The author goes beyond treating the PRC’s conflicts as isolated bilateral episodes and identifies recurring patterns. From the 1958 Taiwan Strait crisis to the 1979 Vietnam war, and the post-Cold War grey-zone coercion, the PRC’s resort to force was shaped by a combination of factors: regime security, strategic anxieties, territorial consolidation, and great-power triangularity among China, the United States, and the Soviet Union. Within this template, Gokhale re-examines the 1962 Sino-Indian conflict beyond what appeared prima facie as a frontier conflict.

In the author’s reading, the war’s most durable effect lies in inflicting political-psychological shock and altering India’s risk calculus. Ultimately, the PRC used coercion as a means to stabilise a disputed frontier without settling the dispute and kept India in prolonged armed coexistence.

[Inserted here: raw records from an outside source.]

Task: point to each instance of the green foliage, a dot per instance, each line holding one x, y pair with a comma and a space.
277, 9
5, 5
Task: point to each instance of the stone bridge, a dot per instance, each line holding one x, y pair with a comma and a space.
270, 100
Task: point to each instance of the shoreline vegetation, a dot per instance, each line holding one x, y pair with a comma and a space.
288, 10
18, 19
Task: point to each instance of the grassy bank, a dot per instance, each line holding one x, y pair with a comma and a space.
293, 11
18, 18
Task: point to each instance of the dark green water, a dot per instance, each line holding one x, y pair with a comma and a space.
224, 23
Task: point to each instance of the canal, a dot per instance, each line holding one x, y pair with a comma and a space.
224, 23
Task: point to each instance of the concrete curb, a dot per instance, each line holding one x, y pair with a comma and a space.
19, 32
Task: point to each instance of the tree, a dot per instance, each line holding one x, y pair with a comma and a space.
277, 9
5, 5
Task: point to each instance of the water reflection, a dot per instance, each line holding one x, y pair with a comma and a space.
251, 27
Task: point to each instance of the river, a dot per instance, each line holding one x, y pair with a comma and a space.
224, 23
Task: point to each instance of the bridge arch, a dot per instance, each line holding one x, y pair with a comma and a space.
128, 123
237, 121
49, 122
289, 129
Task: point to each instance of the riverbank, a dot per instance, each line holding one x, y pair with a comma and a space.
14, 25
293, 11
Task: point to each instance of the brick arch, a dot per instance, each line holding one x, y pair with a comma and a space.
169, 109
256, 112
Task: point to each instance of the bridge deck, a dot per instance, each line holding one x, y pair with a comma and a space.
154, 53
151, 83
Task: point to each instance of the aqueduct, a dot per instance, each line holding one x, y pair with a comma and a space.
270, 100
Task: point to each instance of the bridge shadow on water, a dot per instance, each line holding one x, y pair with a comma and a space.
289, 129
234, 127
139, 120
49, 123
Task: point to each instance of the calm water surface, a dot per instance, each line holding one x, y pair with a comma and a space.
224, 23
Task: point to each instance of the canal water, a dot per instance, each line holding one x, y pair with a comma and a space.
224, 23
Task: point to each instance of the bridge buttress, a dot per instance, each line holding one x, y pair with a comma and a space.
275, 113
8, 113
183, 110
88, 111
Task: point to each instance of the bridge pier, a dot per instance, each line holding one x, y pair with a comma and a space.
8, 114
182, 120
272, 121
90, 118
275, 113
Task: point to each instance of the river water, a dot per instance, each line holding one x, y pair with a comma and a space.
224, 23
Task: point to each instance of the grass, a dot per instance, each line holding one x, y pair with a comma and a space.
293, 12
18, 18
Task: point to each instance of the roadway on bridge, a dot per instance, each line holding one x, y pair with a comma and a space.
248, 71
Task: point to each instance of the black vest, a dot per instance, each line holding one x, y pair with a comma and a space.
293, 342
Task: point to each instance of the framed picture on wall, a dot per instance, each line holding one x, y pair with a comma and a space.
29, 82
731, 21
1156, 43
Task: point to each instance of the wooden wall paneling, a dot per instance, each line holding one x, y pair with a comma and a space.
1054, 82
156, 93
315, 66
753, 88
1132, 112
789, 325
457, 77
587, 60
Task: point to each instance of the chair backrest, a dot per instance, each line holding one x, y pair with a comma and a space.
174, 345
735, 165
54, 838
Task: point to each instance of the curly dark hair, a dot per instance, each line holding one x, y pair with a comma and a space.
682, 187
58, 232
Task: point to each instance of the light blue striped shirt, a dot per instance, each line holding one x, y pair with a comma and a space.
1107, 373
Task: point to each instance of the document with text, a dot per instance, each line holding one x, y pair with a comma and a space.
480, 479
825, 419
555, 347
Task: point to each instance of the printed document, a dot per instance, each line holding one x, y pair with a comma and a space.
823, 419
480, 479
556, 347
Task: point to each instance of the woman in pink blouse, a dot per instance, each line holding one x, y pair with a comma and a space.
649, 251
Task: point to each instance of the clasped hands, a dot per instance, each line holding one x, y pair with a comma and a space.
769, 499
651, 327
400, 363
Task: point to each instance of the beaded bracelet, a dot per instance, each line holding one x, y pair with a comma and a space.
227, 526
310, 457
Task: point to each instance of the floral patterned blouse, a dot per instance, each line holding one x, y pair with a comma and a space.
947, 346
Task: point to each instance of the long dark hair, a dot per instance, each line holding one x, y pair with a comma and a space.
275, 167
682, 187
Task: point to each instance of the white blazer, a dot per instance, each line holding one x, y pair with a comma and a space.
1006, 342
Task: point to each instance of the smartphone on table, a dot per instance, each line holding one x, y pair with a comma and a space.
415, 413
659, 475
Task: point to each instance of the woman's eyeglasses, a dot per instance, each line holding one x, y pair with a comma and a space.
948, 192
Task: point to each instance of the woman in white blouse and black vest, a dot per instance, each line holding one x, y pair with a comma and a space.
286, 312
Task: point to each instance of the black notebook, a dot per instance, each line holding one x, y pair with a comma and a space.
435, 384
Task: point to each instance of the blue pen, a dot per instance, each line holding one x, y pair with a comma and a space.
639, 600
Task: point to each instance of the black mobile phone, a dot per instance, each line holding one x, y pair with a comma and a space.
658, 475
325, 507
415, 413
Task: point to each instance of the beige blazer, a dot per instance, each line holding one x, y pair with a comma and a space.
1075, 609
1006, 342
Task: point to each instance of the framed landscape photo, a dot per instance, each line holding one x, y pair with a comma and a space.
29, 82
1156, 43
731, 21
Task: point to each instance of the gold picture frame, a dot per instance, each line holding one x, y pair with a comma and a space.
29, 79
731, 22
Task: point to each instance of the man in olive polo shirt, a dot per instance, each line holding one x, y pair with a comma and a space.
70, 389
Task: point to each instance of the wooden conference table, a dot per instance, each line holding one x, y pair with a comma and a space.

The book’s strength lies in moving beyond war chronology towards a strategic synthesis of China’s coercive past. By drawing connections between diplomacy, force, narrative management, and geopolitical timing, the book reveals how coercive statecraft unfolds in time and space. Its limitation lies in its relatively thin theoretical engagement with coercion, deterrence, compellence, and grey-zone conflict. It also pays less attention to weaponised interdependence and economic coercion, tools increasingly central to the contemporary PRC’s statecraft. Yet these limits do not diminish its value; they clarify the book’s nature as a strategic diagnosis rather than a theoretical treatise.

Modern-day conflicts increasingly unfold across multiple domains, obscuring the distinction between war and peace. For Gokhale, this logic is not new to Beijing; it has roots in Chinese strategic culture, and the PRC’s early leadership, and now finds wider expression. The book’s larger warning is therefore clear: India must learn to read Beijing’s coercive playbook before the first shot is fired.